Being a weekend, Ystad is brimming with people. One noticeable difference though – the tourists here are Swedish. We’ve inadvertently found a local holiday spot.
Surrounded by farmland, Ystad is a seaside oasis. It’s postcard pretty with a bustling marina, cobblestoned streets and one colourful half timbered house after the other.
Most of the houses have a history going back to the early 1700s. Two markets are in full swing on opposite sides of the town – one fruit and vegetables, the other an art fair.
One unexpected thing we’ve noticed on Swedish roads is their love of vintage American convertibles – Yank tanks of the 1950s, with their gorgeous lines, pointed fins, shiny chrome, cherry red or pastel paint jobs.
1950s car designers delivered – these cars make a statement, and it’s a fabulous, head turning one. They’re a surprisingly common sight in Sweden. Ystad is no exception: on a weekend break, the boys have brought their toys. We see two in particular that we’ve only read about: an Oldsmobile and an Eldorado. Neither are my favourite cherry red, but gorgeous none the less. Convertibles. I’ve always had a terrible weakness for them. I miss mine and have secret plans to have one again.
We spend a happy few hours walking the streets of Ystad, running errands, admiring the architecture and sampling the local Princesstorte. Also pretty fabulous. I might have to learn how to make this cake as it’s edging past others on the favourites list. You’ll see that I was too greedy to wait for the photo. Oops!
The late afternoon is genuine downtime, deck chairs by the sea, books in hand, gin and tonics on tap. With the sea and sky twinkling blue in unison, the reverie is only broken to admire the speed of the local catamaran ferry that zooms to and fro regularly. I have no idea where it’s off to, but the map shows that we’re very close to Germany, Denmark and Poland. Then again, it could be a nearby island. It’s too much effort to find out with the sun on my legs and drink in hand.
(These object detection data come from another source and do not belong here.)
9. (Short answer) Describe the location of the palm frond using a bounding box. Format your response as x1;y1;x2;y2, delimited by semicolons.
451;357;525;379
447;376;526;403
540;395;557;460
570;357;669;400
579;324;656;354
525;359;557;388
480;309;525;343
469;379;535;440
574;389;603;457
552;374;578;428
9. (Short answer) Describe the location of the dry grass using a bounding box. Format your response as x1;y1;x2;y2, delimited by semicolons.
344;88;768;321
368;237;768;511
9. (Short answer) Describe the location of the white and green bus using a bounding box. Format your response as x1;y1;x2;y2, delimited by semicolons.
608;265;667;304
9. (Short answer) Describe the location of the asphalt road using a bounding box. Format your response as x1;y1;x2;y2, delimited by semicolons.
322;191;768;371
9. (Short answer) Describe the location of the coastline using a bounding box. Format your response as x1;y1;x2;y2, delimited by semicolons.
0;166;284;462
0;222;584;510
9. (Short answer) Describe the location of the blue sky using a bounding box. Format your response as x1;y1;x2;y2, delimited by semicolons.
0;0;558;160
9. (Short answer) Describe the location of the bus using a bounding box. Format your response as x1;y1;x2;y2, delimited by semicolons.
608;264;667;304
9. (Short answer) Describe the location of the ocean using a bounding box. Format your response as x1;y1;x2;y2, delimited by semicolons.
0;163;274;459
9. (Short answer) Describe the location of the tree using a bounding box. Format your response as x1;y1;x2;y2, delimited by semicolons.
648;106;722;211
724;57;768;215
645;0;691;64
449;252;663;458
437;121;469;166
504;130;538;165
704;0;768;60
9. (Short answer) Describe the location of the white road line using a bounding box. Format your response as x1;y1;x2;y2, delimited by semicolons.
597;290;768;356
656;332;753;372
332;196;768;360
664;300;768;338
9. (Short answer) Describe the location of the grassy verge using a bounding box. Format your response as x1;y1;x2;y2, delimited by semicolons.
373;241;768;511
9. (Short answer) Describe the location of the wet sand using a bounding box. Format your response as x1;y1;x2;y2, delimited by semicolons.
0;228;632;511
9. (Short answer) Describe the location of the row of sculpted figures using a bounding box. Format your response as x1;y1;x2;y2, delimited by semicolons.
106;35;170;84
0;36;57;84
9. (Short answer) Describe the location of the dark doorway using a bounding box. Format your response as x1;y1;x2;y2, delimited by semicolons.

The afternoon slips away along with the sun. We have dinner outdoors at the marina and chat to the Swedish couple next to us who are fours days into a walking holiday. It’s amusing to hear them complain that Norway is expensive too and they are most amused by our quest for wine in Sweden. Always interesting to get a local perspective.
It’s off to Malmo tomorrow. Ystad has been a welcome and lovely diversion.